10-7-2015:
Mail aan een deelnemer:
Monitor 2014
U ontvangt dit bericht, omdat u de vragenlijst van onze jaarlijkse Monitor Uitwintering Bijenvolken hebt ingevuld. Nogmaals dank daarvoor. U kunt het verslag voor 2014 downloaden met de volgende link:
Monitor Uitwintering Bijenvolken 2014
Nieuw is het gebruik van clustering om gebieden met verhoogde kans op bijensterfte te identificeren. In die gebieden was de kans op bijensterfte hoog, zelfs in een jaar dat de varroamijt geen factor van betekenis was. De varroamijt kon zich in het voorjaar van 2013 nauwelijks ontwikkelen vanwege het ongewoon koude voorjaar. Daardoor bereikte de mijtenpopulatie in de zomer niet een omvang die de winterpopulatie ernstig kon beschadigen. De verhoogde sterfte, die in bepaalde gebieden wel optrad, is blijkbaar niet of weinig afhankelijk van weersomstandigheden. Bijensterfte is een probleem dat door meerdere factoren bepaald wordt.
U zult wellicht ook verrast worden door een aantal interessante gegevens in het verslag. Zo bleek het aantal bijenvolken in 2 jaar tijd bij een grote groep imkers, die in beide jaren de vragenlijst invulde, te zijn toegenomen met 36%.

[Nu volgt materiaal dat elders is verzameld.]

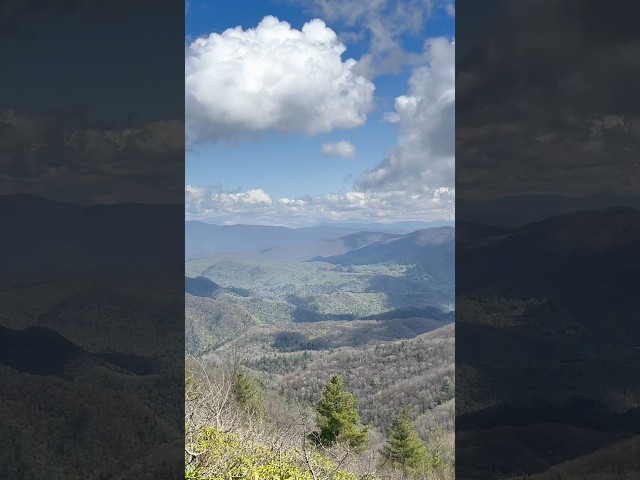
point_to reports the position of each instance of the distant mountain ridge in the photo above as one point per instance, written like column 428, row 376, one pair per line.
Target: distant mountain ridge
column 432, row 249
column 207, row 238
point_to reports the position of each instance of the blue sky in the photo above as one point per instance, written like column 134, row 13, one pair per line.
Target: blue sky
column 284, row 129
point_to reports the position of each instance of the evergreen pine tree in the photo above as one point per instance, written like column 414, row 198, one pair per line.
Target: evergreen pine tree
column 404, row 448
column 337, row 416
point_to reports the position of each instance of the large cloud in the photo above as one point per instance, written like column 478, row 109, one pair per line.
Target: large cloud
column 272, row 78
column 343, row 148
column 385, row 23
column 256, row 206
column 423, row 160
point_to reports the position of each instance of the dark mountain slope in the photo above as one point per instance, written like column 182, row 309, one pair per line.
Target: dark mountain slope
column 43, row 234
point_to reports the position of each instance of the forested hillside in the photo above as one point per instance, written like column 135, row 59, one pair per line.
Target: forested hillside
column 272, row 332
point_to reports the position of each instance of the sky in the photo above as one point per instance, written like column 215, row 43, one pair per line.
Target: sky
column 305, row 112
column 80, row 119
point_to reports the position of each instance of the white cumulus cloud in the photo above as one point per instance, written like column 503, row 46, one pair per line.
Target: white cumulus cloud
column 343, row 148
column 423, row 159
column 272, row 78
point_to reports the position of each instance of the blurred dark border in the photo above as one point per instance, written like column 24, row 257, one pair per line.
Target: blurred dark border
column 92, row 242
column 547, row 239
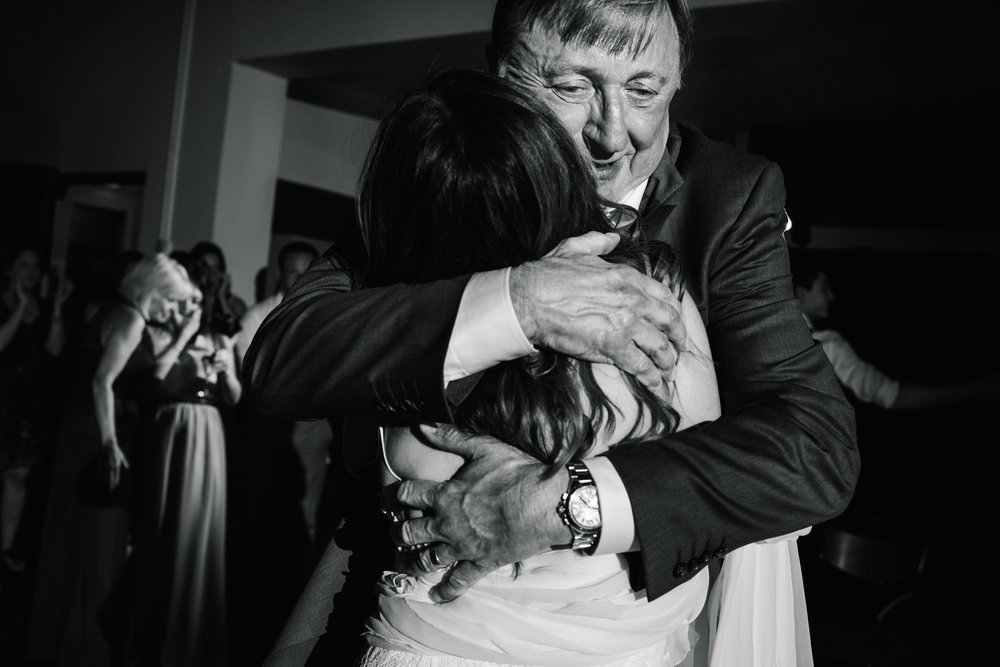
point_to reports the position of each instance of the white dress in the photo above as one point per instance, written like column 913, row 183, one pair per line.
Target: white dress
column 562, row 609
column 568, row 609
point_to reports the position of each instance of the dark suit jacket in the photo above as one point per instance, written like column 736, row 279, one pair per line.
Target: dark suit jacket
column 782, row 457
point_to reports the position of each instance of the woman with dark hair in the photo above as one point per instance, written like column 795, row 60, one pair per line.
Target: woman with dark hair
column 211, row 262
column 85, row 535
column 470, row 174
column 32, row 339
column 179, row 584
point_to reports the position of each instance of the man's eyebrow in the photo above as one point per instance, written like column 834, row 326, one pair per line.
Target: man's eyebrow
column 560, row 69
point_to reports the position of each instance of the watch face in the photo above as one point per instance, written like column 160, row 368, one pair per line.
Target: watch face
column 584, row 509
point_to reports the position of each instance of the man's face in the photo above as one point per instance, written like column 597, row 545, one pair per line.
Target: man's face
column 293, row 266
column 616, row 107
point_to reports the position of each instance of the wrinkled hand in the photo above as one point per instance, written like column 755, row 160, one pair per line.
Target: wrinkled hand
column 574, row 302
column 496, row 510
column 223, row 359
column 192, row 322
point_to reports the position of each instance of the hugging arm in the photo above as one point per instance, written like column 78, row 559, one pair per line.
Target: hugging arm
column 326, row 349
column 783, row 456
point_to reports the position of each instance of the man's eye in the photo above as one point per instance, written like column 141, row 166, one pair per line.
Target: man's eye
column 641, row 94
column 574, row 91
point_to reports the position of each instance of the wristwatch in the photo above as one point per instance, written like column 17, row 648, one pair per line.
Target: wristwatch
column 580, row 508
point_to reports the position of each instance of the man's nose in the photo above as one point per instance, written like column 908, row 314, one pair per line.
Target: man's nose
column 605, row 131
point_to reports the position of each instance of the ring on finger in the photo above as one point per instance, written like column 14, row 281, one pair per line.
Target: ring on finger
column 435, row 559
column 410, row 548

De bijensterfte was in de afgelopen winter (2014-2015) met 18% (gemeten bij 1543 imkers) weer hoger dan het voorgaande jaar. Maar als we naar de laatste bijna 10 jaar kijken, is dat in Nederland eigenlijk een gewone wintersterfte. Bovendien ervaart geen enkele imker de gemiddelde bijensterfte. De meeste imkers hebben bijna geen sterfte, en zoals al opgemerkt, de overige imkers juist heel veel, en vooral in bepaalde gebieden. Daar moet uitgezocht worden wat er nu precies aan de hand is.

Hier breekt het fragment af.